Bill Maher thinks I am stupid, Joy Behar thinks I can't read, the rheotoric is the same on both sides. The difference being that I think they should go out and talk all they want. I am not trying to squelch free speech.

hometown guy said...

"It would be a much better country if women did not vote. That is simply a fact."

"I think [women] should be armed but should not vote... women have no capacity to understand how money is earned."

"My only regret with Timothy McVeigh is that he did not go to the New York Times building."

"No, we just want Jews to be perfected, as they say... That's what Christianity is."

"I think our motto should be, post 9-11, 'raghead talks tough, raghead faces consequences.'"

"We should invade their countries, kill their leaders and convert them to Christianity."

"God gave us the earth.

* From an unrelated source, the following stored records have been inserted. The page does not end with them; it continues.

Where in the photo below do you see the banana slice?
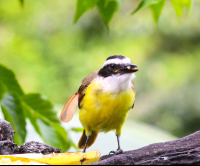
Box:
[0,155,49,165]
[1,150,101,165]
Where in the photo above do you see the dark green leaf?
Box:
[171,0,192,17]
[0,81,6,101]
[23,94,70,150]
[131,0,160,14]
[22,102,42,136]
[23,93,59,123]
[1,92,26,145]
[97,0,118,28]
[19,0,24,6]
[71,127,83,132]
[150,0,165,22]
[0,65,24,95]
[74,0,96,23]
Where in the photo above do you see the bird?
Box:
[59,55,139,155]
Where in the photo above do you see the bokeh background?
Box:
[0,0,200,154]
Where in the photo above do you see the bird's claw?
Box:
[109,149,124,155]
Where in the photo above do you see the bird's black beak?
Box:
[126,64,139,72]
[115,64,139,74]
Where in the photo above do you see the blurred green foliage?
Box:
[0,0,200,149]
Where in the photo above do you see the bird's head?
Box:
[98,55,139,78]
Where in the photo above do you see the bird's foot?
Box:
[109,149,124,155]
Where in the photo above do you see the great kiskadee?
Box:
[60,55,138,154]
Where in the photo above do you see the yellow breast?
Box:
[79,83,135,135]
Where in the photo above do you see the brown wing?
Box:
[131,82,135,109]
[59,72,98,123]
[59,93,78,123]
[77,71,98,108]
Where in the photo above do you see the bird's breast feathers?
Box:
[79,75,135,132]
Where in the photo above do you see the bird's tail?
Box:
[78,130,98,149]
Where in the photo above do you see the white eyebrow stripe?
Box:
[103,58,131,67]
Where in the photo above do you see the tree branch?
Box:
[93,131,200,165]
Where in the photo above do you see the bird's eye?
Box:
[110,64,115,68]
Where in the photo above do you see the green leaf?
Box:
[23,93,60,123]
[19,0,24,6]
[71,127,83,132]
[131,0,160,14]
[23,93,70,150]
[0,81,6,101]
[150,0,165,22]
[1,92,26,145]
[74,0,96,23]
[97,0,118,28]
[171,0,192,18]
[0,64,24,96]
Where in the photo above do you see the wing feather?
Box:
[60,93,79,123]
[131,82,135,109]
[59,72,98,123]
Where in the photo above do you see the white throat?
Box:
[94,73,136,93]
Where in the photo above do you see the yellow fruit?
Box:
[3,150,101,165]
[36,150,101,165]
[0,155,47,165]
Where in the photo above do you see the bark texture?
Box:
[93,131,200,165]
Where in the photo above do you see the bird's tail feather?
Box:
[78,130,98,149]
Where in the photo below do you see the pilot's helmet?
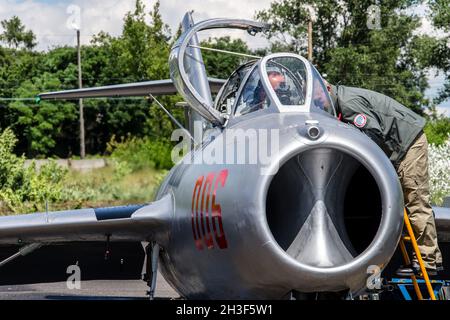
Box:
[267,71,291,105]
[267,71,286,91]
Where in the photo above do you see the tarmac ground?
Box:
[0,274,179,300]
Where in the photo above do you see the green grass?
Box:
[2,166,167,214]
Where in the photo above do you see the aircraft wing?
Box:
[0,195,173,245]
[38,78,226,100]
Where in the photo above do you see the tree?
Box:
[428,0,450,104]
[0,16,36,50]
[257,0,436,113]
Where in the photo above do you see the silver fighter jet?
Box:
[0,14,450,299]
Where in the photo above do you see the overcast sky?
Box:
[0,0,450,116]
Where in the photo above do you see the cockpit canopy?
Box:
[215,54,336,117]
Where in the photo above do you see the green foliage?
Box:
[108,136,173,172]
[0,129,66,213]
[424,118,450,146]
[257,0,436,113]
[0,16,36,50]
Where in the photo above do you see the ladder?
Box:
[400,208,436,300]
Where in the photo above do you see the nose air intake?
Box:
[286,200,353,267]
[266,147,397,268]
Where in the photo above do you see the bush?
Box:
[0,129,67,213]
[429,140,450,205]
[424,118,450,146]
[107,136,173,172]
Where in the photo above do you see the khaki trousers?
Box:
[397,133,442,269]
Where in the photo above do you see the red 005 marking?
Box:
[191,169,228,250]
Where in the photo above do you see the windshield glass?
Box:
[215,61,256,114]
[266,57,307,106]
[311,68,336,116]
[235,67,270,116]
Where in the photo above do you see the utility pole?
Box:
[303,5,317,63]
[77,29,86,159]
[308,18,312,62]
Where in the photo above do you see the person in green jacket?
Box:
[327,83,443,276]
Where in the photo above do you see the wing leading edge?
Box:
[0,195,173,245]
[38,78,226,100]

We have dominion over the plants, the animals, the trees. God said, "Earth is yours. Take it, rape it, it's yours."

"Al Gore - total fag."

- Ann Coulter

Respectfully, i can think of better ways to start a discussion.

I'm NOT AT ALL in favor of taking away her free speech rights, she should be (and is) allowed to say whatever she wants. Her speech was canceled by the organizers after public demonstrations by people whose country she had insulted (also exercising their free speech rights).

Not at all in favor of taking those rights away from her. I'm just not a fan and i post the quotes as a way of explaining why.

I would also be about the last person to defend Bill Maher.

Janie Lynn said...

Ann Coulter startles me sometimes with the in-your-faceness of her wit. She makes people uncomfortable and she makes people squirm. But she does make people think - and she's amazingly intelligent. I always thought college students (and colleges) were so open minded. I guess that's changed, huh? Open minded if they agree with you and you don't offend anyone.